Soziales Engagement - momentanes Lieblingsinstrument für eine erfolgreiche corporate Identity - findet sich immer werbewirksamer platziert, bis Hoch in die Dax-Unternehmen. Auch ich mache mich nicht frei davon, bin allerdings egoistisch. Es wäre denkbar einfach, sich mit Geldtransfers an die richtigen Träger freizukaufen. Der vielzitierte vierzehnte Artikel aus dem Grundgesetz, erfüllt sich auf diese Weise aber noch nicht. "Eigentum verpflichtet. Sein Gebrauch soll Zugleich dem Wohle der Allgemeinheit dienen" heißt es dort. Ein denkbar simpler Auftrag an sich und auch ohne herzzerreissendes Gutmenschen-Verhalten zu erfüllen. Im Grunde besagt der Gesetzestext nichts weiter, als das Besitzstand bewegt werden will. Denn Geld im Fluss streift in jedem Fall durch viele Hände, auch weniger Betuchter Gesellschaftsteile. Ausgeben nicht sparen - gern im gesunden Maße - heilt eine Gesellschaft. Die unteren zwei Drittel tun dies notgedrungen, doch im Finanzadel häuft sich totes Kapital - der Gesellschaft entzogen. Idealerweise lenkt und unterstützt man mithilfe seiner Ausgaben erstrebenswerte Tendenzen. Der Kauf eines Bio-Apfels beim Kleinbauern um die Ecke, dient dem Wohl der Gesellschaft wohl mehr, als einem billig verramschten DVD-Player aus dem Sweatshop.
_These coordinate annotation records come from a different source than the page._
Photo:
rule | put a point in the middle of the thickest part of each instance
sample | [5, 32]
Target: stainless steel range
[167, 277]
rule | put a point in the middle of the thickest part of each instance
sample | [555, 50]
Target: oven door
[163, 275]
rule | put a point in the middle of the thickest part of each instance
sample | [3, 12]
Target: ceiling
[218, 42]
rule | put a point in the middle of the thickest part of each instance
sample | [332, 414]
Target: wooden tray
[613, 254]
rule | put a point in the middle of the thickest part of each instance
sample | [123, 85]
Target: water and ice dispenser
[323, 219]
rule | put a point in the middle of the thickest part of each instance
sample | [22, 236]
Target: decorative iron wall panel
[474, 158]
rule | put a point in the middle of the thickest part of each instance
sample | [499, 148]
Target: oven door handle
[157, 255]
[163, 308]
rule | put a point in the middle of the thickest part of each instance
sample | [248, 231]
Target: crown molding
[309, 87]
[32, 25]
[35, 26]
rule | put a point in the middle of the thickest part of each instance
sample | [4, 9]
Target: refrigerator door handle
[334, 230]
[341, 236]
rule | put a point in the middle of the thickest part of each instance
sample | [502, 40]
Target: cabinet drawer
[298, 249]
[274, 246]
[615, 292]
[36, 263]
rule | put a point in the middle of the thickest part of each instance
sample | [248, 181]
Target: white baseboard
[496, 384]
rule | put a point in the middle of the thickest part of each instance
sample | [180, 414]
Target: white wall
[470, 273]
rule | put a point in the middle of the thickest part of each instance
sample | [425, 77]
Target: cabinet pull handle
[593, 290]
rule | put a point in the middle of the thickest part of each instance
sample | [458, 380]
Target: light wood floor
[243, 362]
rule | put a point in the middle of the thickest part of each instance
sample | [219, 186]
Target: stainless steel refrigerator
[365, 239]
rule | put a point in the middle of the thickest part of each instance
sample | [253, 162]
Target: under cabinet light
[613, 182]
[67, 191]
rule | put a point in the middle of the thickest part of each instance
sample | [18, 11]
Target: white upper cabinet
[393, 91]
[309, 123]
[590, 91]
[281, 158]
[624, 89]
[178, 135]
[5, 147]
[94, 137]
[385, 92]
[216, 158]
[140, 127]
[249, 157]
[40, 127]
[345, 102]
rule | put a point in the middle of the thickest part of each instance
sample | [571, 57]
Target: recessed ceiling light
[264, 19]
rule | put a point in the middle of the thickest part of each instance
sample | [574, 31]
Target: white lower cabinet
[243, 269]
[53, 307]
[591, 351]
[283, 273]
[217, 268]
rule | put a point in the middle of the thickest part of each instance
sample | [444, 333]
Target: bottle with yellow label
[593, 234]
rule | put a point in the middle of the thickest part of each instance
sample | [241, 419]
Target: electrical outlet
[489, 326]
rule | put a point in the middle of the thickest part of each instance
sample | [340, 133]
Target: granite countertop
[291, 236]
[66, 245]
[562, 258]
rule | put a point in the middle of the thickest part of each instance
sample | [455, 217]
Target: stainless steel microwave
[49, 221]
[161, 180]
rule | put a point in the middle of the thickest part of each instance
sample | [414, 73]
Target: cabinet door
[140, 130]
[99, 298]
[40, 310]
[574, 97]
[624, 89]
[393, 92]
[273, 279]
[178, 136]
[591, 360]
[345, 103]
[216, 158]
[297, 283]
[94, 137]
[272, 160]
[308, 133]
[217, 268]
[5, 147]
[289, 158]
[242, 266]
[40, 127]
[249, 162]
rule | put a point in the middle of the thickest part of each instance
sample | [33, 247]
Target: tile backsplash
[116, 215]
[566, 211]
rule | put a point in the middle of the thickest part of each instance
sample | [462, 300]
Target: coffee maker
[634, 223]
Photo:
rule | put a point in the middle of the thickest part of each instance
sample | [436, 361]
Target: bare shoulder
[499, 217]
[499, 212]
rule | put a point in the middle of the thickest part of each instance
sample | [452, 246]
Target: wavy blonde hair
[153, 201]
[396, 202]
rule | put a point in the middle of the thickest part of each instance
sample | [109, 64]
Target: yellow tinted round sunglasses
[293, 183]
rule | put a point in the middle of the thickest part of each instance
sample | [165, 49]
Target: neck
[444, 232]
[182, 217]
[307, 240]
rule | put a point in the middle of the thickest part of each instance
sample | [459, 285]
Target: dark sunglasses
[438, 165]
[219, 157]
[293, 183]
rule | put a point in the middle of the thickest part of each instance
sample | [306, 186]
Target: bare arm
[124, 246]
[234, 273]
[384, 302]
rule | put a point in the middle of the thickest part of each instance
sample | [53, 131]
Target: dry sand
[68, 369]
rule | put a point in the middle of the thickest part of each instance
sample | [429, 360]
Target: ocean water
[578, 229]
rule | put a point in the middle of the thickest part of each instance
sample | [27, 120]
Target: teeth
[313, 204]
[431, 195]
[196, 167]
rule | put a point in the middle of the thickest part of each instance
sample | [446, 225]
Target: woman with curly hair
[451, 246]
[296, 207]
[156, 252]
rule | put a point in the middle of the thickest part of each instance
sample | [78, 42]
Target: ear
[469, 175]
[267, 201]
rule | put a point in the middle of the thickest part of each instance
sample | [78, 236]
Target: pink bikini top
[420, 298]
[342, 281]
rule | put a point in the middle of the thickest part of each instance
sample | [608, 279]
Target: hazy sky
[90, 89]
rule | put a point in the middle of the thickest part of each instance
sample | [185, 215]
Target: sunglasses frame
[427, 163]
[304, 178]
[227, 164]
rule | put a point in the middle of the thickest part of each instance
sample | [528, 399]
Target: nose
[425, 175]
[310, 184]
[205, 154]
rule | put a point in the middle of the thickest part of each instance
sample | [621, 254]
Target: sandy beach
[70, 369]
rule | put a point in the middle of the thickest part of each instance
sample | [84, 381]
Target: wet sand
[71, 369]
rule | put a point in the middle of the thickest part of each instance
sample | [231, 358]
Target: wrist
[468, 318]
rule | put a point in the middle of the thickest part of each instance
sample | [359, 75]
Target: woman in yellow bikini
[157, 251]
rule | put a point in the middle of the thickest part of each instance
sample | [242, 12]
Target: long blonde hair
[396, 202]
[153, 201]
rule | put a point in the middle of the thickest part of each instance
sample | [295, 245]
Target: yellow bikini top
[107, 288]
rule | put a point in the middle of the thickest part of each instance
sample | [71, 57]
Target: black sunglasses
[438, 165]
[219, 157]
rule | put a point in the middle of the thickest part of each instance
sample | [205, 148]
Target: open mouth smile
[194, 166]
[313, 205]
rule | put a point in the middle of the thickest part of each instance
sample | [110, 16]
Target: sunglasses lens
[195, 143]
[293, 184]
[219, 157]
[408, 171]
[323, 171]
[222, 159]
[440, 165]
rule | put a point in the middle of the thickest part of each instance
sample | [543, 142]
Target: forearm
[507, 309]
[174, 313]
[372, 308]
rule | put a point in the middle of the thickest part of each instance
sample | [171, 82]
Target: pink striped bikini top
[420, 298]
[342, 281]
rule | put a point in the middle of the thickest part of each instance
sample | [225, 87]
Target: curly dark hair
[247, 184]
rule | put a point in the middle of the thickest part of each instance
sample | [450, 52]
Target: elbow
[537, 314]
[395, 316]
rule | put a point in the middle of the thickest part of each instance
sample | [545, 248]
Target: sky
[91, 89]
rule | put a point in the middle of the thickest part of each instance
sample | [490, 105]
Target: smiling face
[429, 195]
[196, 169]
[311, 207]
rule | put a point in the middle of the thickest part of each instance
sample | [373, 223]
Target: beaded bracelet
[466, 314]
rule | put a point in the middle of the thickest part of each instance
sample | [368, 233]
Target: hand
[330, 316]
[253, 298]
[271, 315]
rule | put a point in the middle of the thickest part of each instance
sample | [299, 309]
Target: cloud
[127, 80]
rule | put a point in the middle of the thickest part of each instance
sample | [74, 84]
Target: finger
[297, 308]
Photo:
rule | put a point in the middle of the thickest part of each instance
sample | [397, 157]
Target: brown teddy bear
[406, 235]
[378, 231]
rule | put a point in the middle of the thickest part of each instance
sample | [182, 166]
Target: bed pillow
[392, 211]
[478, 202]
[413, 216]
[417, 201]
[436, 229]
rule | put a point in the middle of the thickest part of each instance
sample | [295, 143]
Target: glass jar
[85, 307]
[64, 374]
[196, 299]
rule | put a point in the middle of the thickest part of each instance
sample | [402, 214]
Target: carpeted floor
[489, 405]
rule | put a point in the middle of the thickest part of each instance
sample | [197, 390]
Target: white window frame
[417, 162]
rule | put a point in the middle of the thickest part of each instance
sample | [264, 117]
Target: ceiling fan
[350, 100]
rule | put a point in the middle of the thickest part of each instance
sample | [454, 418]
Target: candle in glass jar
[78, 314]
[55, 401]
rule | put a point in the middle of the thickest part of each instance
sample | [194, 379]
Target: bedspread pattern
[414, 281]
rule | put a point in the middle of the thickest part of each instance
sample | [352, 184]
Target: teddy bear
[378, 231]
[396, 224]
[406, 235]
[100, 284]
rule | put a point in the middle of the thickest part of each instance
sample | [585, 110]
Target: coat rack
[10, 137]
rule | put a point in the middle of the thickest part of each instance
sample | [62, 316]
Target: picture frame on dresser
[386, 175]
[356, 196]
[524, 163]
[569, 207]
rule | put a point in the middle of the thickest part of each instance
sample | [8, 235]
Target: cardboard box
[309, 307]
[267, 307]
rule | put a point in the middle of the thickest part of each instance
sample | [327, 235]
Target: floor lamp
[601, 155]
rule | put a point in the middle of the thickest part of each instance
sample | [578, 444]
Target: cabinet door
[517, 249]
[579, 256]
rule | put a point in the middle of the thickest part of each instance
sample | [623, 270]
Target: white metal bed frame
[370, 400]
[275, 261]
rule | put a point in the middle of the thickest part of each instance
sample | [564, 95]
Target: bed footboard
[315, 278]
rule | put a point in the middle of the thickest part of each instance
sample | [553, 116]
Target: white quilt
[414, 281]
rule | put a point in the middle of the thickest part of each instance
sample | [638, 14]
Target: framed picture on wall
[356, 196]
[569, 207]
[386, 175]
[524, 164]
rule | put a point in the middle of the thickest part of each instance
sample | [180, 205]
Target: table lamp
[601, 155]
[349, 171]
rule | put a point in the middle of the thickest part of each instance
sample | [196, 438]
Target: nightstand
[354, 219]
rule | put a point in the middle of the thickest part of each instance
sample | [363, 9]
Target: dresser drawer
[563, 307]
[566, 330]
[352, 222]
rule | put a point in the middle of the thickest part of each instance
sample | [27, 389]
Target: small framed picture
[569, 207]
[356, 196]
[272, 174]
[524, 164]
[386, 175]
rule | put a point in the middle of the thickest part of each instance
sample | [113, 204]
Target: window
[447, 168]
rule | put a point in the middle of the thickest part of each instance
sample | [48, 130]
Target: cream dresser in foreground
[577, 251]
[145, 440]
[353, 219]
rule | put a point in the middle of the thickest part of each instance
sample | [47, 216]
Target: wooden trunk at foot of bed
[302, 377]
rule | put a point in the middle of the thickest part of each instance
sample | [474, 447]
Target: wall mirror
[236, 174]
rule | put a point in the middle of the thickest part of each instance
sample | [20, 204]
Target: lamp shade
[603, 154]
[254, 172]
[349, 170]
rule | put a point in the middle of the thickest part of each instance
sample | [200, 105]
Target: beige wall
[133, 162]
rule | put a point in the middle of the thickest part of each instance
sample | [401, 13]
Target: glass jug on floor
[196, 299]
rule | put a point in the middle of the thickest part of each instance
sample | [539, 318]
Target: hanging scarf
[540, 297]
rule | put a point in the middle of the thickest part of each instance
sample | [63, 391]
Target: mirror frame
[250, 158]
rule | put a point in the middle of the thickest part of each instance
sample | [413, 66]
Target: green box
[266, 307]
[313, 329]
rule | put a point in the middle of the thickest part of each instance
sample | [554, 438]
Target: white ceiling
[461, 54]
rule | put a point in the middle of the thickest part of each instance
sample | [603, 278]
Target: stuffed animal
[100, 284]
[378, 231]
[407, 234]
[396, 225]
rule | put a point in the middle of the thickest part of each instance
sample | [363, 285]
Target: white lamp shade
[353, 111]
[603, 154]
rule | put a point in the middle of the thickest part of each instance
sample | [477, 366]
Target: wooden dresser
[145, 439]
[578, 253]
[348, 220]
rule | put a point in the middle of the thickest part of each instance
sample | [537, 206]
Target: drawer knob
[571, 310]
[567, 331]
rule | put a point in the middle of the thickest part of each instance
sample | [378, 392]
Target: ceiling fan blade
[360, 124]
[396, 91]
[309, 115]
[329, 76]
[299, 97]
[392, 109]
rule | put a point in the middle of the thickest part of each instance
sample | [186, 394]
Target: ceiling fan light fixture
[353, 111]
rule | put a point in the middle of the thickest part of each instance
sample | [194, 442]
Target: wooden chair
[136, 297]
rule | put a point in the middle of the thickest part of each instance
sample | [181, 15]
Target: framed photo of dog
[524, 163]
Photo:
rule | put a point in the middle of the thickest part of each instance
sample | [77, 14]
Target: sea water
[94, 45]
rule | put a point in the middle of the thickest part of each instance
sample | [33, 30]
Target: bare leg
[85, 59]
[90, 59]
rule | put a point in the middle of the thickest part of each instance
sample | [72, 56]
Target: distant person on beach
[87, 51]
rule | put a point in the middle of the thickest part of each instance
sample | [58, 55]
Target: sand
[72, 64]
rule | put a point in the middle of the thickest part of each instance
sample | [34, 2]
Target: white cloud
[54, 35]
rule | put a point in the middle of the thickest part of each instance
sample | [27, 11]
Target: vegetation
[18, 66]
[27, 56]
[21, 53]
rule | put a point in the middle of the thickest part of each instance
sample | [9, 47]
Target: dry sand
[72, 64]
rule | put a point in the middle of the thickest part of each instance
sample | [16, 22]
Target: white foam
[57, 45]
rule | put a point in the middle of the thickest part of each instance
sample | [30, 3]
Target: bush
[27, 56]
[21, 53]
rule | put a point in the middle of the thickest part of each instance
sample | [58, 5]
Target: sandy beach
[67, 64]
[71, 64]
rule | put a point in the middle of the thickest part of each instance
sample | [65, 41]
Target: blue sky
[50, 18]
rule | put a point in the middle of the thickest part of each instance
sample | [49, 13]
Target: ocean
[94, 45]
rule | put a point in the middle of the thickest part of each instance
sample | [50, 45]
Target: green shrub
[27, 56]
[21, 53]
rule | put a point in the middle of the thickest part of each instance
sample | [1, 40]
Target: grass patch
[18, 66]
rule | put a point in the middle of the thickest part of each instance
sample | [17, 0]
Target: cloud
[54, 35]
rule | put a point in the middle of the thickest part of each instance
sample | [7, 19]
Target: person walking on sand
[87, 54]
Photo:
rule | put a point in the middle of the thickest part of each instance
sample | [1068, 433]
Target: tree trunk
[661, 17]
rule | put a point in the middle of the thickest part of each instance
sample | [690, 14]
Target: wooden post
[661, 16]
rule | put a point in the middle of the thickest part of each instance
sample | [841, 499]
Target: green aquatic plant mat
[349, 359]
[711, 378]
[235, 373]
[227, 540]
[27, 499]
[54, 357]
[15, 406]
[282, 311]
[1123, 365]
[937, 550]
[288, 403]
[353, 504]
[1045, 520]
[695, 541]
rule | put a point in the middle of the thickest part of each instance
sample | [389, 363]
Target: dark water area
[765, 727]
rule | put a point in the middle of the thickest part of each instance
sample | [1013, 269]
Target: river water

Flugs senkt sich der moralisierende Zeigefinger und macht Platz für meine Version sozialen Engagements, welches manch Bildunsspießer zusätzlich irritieren dürfte. Ich gönne mir Luxus, den Luxus meine potentielle Arbeitszeit nicht mehr ausschließlich dem Gelderwerb zu opfern. Die Erotik eines Büroarbeitsplatzes, wächst auch mit Loftbüro, Ledersessel und Hi-Tec-Schnickschnack nicht unermesslich. Nur zu gern stürze ich mich in Arbeiten, die auch Schweißperlen auf der Stirn und Bauchspeckabnahme erzeugen. Die soziale Komponente einiger Tätigkeiten entdeckt derjenige ehemalige Klassenkamerad verwirrt, wenn er mich mit einer Horde vorpubertierender Rotzgören im Museum, auf der Schnitzeljagd oder beim Buffen entdeckt. Für aufstrebende Jung-BWLer hat Kindeserziehung ähnliche Anziehung, wie der Besuch eines Punkfestivals. Doch ich habe mich bewusst und unerkannt, auf eine Minijobstelle in einem Kinderhort beworben. Es wurde eine männliche Bezugsperson für Hausaufgabenhilfe und Freizeitbeschäftigung gesucht, inklusiver knapp bemessenem Stundenlohn. Doch wo bekommt man erhlicheres und direkteres Feedback, als in den strahlenden Augen eines kindlichen Rabauken. Heimleitung, Kollegen und Kinder wissen nicht um meine eigentliche Realität und glücklicherweise stolpert in Person der Elternschaft bisher noch kein Bekannter über meinen Weg. So kann ich einfach nur eine engagierte Abwechslung in der Kindergartenwelt sein. Die karge Entlohnung landet auf Umwegen als Spende wieder auf dem Vereinskonto. Egoistischerweise mit dem Verwendungszweck "Ausflüge".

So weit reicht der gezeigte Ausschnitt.